Note that chunks are stored in memory and there may be up to "--transfers" * "--azurefile-upload-concurrency" chunks stored at once in memory.

Properties:

  • Config: upload_concurrency
  • Env Var: RCLONE_AZUREFILES_UPLOAD_CONCURRENCY
  • Type: int
  • Default: 16

--azurefiles-max-stream-size

Max size for streamed files.

Azure files needs to know in advance how big the file will be. When rclone doesn't know it uses this value instead.

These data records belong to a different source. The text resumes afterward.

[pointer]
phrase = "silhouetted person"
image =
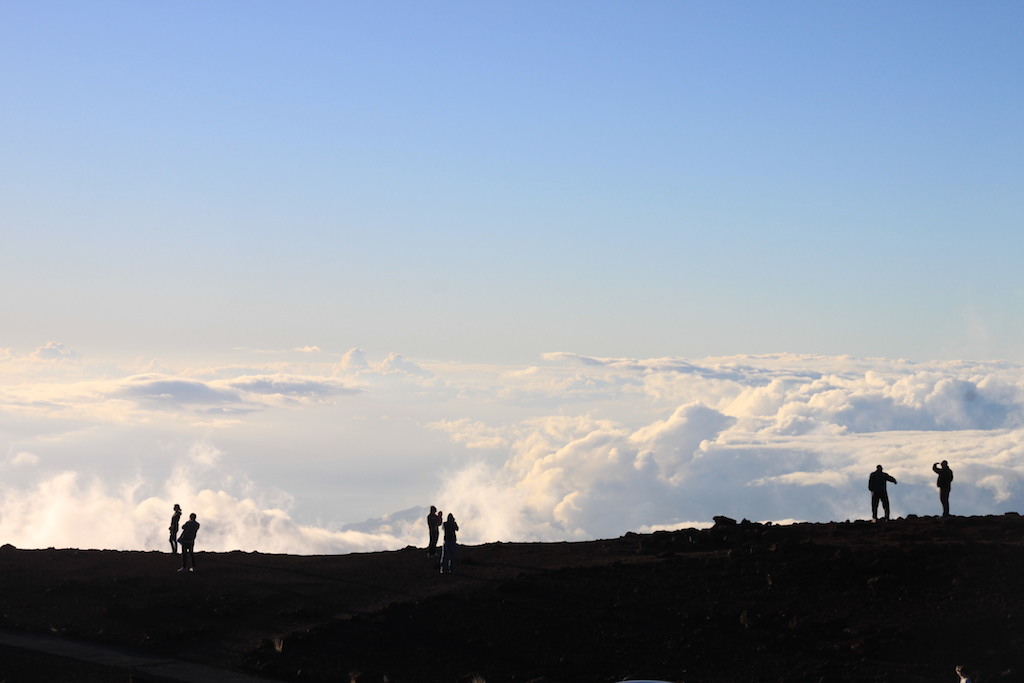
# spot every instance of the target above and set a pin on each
(187, 541)
(877, 484)
(448, 551)
(174, 528)
(944, 482)
(433, 525)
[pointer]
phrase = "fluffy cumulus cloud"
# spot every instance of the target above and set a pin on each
(268, 451)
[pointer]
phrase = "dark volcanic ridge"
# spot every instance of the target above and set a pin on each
(905, 600)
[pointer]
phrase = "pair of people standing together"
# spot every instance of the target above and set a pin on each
(879, 478)
(187, 539)
(434, 525)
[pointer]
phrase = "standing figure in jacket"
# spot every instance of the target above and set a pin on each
(173, 528)
(448, 551)
(877, 484)
(433, 526)
(944, 483)
(187, 540)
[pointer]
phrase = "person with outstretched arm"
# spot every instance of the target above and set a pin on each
(877, 484)
(944, 482)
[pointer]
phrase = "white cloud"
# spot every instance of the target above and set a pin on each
(572, 447)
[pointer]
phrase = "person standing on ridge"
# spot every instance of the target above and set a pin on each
(877, 484)
(174, 528)
(448, 551)
(433, 526)
(187, 540)
(944, 482)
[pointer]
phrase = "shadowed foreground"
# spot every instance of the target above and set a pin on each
(905, 600)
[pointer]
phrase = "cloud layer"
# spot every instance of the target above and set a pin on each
(289, 452)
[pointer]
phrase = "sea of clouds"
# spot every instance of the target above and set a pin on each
(311, 452)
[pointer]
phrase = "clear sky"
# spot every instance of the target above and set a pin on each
(565, 268)
(498, 180)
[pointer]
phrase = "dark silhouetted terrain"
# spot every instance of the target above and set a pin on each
(902, 601)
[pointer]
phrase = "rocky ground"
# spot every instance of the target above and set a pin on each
(906, 600)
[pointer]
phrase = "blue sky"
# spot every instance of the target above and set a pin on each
(497, 180)
(566, 268)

This will be used when rclone is streaming data, the most common uses are:

  • Uploading files with --vfs-cache-mode off with rclone mount
  • Using rclone rcat
  • Copying files with unknown length

You will need this much free space in the share as the file will be this size temporarily.

Properties:

  • Config: max_stream_size
  • Env Var: RCLONE_AZUREFILES_MAX_STREAM_SIZE
  • Type: SizeSuffix
  • Default: 10Gi

--azurefiles-encoding

The encoding for the backend.

See the encoding section in the overview for more info.

Properties:

  • Config: encoding
  • Env Var: RCLONE_AZUREFILES_ENCODING
  • Type: Encoding
  • Default: Slash,LtGt,DoubleQuote,Colon,Question,Asterisk,Pipe,BackSlash,Del,Ctl,RightPeriod,InvalidUtf8,Dot

{{< rem autogenerated options stop >}}

Custom upload headers

You can set custom upload headers with the --header-upload flag.

  • Cache-Control
  • Content-Disposition
  • Content-Encoding
  • Content-Language
  • Content-Type

Eg --header-upload "Content-Type: text/potato"

Limitations

MD5 sums are only uploaded with chunked files if the source has an MD5 sum. This will always be the case for a local to azure copy.